In this article, we introduced the DEXi-Dairy framework as a qualitative method to assess the sustainability of dairy production systems across environmental, economic, and social dimensions in an integrated manner. We developed the concept into a tool to be applied at the farm level. We created transparent guidelines for assessing dairy farm sustainability in a European context. Successful application on a test set of seven individual farms representing very different farming conditions proved the feasibility of the approach.

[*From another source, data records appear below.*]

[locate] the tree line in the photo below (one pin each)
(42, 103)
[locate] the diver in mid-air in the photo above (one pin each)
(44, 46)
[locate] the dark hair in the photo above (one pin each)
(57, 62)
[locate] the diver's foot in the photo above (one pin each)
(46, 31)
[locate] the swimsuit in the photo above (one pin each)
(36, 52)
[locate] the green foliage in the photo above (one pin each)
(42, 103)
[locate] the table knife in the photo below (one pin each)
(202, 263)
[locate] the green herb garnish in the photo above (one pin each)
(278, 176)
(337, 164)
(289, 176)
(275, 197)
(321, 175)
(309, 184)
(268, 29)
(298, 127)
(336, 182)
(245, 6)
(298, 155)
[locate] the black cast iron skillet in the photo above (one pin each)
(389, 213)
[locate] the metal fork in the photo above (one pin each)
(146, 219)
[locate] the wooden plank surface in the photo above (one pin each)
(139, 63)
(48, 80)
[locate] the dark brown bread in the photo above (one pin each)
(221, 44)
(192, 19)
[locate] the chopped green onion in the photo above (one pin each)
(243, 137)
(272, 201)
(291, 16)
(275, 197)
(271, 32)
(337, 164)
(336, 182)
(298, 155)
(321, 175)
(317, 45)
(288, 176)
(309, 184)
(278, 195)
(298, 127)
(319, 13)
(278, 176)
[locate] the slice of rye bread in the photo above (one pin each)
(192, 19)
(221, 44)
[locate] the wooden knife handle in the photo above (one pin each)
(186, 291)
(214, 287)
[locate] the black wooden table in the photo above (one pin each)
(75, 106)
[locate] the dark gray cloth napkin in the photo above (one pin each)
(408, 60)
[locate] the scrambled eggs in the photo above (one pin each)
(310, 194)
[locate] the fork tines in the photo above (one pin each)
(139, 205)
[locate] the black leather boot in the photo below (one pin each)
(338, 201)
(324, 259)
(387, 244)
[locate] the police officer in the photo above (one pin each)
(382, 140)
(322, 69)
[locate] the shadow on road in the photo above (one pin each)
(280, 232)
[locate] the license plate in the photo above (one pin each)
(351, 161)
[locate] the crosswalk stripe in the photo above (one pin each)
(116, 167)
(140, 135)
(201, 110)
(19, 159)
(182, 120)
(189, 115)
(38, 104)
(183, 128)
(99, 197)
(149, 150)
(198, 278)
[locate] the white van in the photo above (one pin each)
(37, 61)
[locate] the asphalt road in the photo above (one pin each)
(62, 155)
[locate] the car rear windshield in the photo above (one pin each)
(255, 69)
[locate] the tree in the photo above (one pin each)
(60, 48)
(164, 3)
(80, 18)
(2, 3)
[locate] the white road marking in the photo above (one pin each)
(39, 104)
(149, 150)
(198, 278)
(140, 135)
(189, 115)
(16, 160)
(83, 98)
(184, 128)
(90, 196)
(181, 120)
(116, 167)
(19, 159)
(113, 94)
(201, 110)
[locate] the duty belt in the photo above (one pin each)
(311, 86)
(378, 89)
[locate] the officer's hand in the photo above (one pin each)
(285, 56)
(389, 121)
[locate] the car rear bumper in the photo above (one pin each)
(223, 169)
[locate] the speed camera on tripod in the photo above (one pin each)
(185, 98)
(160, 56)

As shown by the results, the wide range of existing farming conditions (e.g., climate, technological advancement, farm size, economic performance, farming tradition) influenced the levels of sustainability reached in case study farms. In several cases, individual sustainability scores in the three sustainability dimensions for a given farm differed widely, indicating trade-offs in their systems. However, we also saw clear cases where a farm was performing exceptionally well, or poor, in all dimensions. While the small number of farms investigated does not allow for quantitative conclusions, this observation still indicates that some farms do generally well in terms of sustainability performance. Thus, these farms may provide a more general benchmark of optimized conditions.

This multicriteria sustainability assessment does not only establish a solid basis to compare farm sustainability performance, it may also serve as a basis to inform different stakeholders about sustainable DPSs. This may lead to better recommendations to reduce GHG emissions for policymakers, while taking into account other parameters than traditional environmental assessments. The challenge of data collection from individual farms, however, could limit the general accessibility of the method. A larger dataset and the inclusion of panel data analysis may provide more insights. Further development of DEXi-Dairy towards using more widely available (statistical) data may be useful in this regard.